By having Public Provident Fund (PPF) Account a Young Person can have more than Thirty Two Million of Rupees after Thirty Five Years i.e., after his Retirement


As far as possible we should save money with strict discipline than what we normally do.  PPF is a way to save and make more tax free and secured savings. We should save money not for sake of it. We should save so that we can afford better and planned future. After retirement, we can then afford to maintain one self and become financially independent. Some after retirement even go for reverse mortgage of their house in which they are living. Not because you want to hoard all your cash, but because you want to use it for good in future. Think about your own retirement.

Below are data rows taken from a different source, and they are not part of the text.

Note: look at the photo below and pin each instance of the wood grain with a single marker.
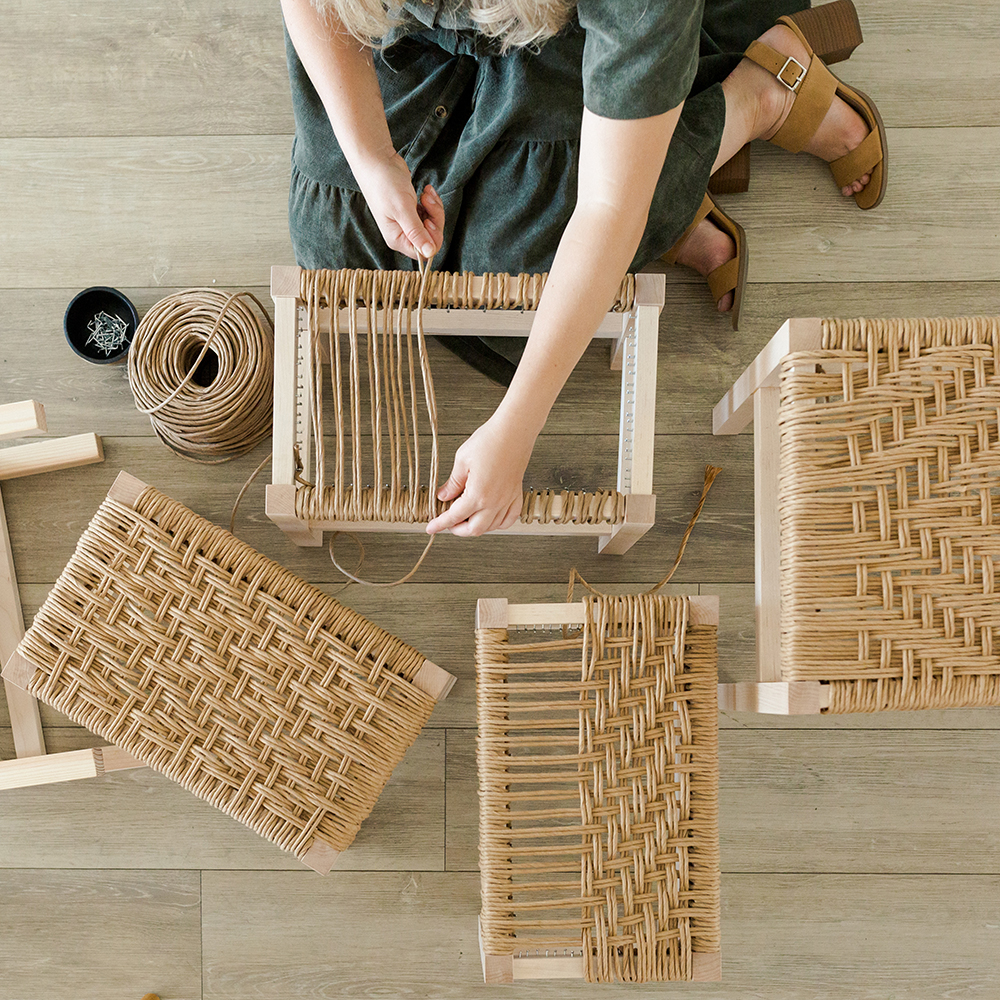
(786, 937)
(699, 356)
(809, 801)
(146, 146)
(111, 205)
(157, 824)
(938, 233)
(212, 70)
(100, 935)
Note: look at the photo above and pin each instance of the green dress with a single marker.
(498, 136)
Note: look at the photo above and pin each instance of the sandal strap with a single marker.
(861, 160)
(703, 211)
(724, 278)
(814, 88)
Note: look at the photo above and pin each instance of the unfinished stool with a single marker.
(217, 667)
(366, 329)
(598, 785)
(876, 466)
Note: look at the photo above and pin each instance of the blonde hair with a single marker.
(515, 23)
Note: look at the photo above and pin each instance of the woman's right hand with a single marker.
(410, 226)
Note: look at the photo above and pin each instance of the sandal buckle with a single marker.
(794, 85)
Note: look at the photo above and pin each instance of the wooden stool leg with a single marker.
(636, 434)
(25, 723)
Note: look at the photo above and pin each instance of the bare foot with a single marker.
(707, 248)
(841, 130)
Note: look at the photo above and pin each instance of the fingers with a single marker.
(415, 232)
(433, 214)
(455, 514)
(454, 487)
(467, 520)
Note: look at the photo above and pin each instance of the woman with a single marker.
(577, 138)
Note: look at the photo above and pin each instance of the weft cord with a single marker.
(711, 472)
(385, 379)
(230, 415)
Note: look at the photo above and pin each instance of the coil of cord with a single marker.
(201, 366)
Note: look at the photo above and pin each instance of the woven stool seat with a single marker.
(217, 667)
(598, 783)
(889, 446)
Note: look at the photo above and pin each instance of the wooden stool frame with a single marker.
(528, 963)
(755, 396)
(227, 673)
(32, 765)
(633, 337)
(932, 379)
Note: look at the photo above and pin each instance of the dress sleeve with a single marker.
(639, 56)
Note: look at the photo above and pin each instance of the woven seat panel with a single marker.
(217, 667)
(889, 485)
(538, 506)
(598, 784)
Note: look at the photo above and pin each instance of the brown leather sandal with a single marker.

Suppose that there is an individual who has started his career and his income is such that he needs to save the maximum permissible at present (say one hundred and fifty thousand rupees annually) in order to save income tax on the said amount. One of the avenues for this is to deposit in Public Provident Fund (PPF). In case of PPF, the present rate of interest is 8.7% (this interest is tax free in the hands of the individual) and maximum amount one can deposit in this account is one hundred and fifty thousand rupees annually. One benefit is that the depositor will be saving tax not only on the present income, but also on its proceeds of all the subsequent 15 years, which is also extendable for once or more in a block of 5 years each time. The account holder can retain the account after maturity for any period without making any further deposits too. The balance in the account will continue to earn interest at normal rate as admissible on PPF account till the account is closed.

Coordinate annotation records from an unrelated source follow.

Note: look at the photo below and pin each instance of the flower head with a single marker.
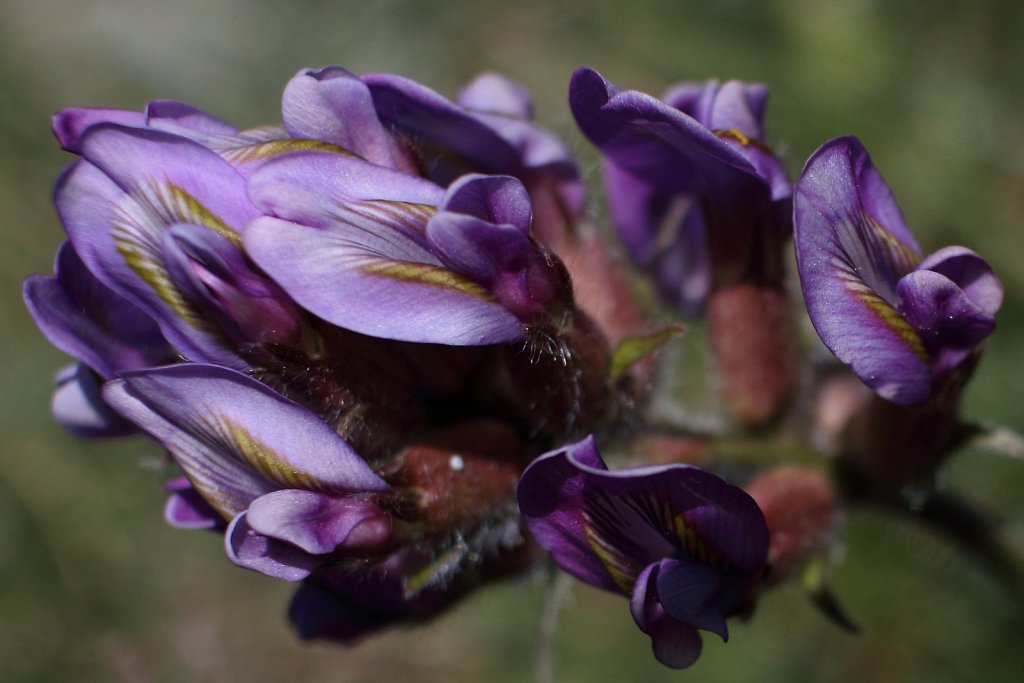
(686, 547)
(903, 322)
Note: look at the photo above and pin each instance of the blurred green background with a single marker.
(94, 587)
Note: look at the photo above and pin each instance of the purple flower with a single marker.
(699, 200)
(392, 255)
(686, 547)
(904, 323)
(693, 191)
(294, 492)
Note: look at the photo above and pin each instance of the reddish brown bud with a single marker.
(752, 338)
(799, 505)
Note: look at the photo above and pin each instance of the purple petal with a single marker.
(971, 273)
(185, 508)
(948, 322)
(496, 199)
(452, 140)
(268, 556)
(79, 407)
(85, 318)
(492, 93)
(320, 523)
(850, 261)
(654, 141)
(334, 105)
(689, 591)
(675, 643)
(235, 438)
(71, 123)
(360, 260)
(591, 519)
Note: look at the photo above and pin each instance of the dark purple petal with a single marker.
(689, 592)
(451, 140)
(947, 321)
(675, 643)
(235, 438)
(334, 105)
(654, 141)
(185, 508)
(320, 523)
(591, 519)
(85, 318)
(852, 248)
(496, 199)
(276, 559)
(970, 272)
(666, 232)
(213, 275)
(71, 123)
(79, 407)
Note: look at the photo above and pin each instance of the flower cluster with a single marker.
(381, 341)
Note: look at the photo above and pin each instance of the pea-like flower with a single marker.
(903, 322)
(687, 548)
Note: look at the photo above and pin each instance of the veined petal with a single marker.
(850, 262)
(85, 318)
(276, 559)
(654, 141)
(590, 518)
(320, 523)
(235, 438)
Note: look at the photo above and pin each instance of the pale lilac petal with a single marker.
(334, 105)
(320, 523)
(71, 123)
(78, 406)
(654, 141)
(236, 438)
(185, 508)
(850, 263)
(276, 559)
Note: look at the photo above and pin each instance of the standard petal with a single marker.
(320, 523)
(268, 556)
(235, 438)
(850, 263)
(334, 105)
(85, 318)
(654, 141)
(450, 140)
(948, 322)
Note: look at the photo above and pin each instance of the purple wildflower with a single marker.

If the person deposits the entire saving amount of 0.15 million rupees in the beginning of the financial year (say by 5th of April) and continues to do the same every year till say for thirty-five years, then he will be getting (tax-free) amount of about 33 million rupees. Supposing that the individual starts this process at the age twenty-five, he becomes a multi milliner at age of sixty years – which is the retirement age for many corporate employees or self-employed persons. This amount is realistic and remains secure with the Indian Government in either Post Offices or many designated bank branches, if the interest rate remains 8.7% throughout. If the rate of interest increases, this amount would be more.  Mind it one should not draw any amount from the stated corpus. This may be noted that one is only depositing 5.25 million rupees in equal parts annually and is getting more than 32.8663 million rupees after thirty-five years. Thus, by adopting strict discipline in managing the finance, one can be in the upper strata even after one’s retirement.  There are options to have closing or not extending the said account after 15, 20, 25, 30 years as well and then the person would be having Rupees over 4.67, 8.06, 13.21 and 21.01 millions respectively.  Besides the above amount, every year the person is saving Income Tax too on 0.15 million saving under Section 80C of IT Act.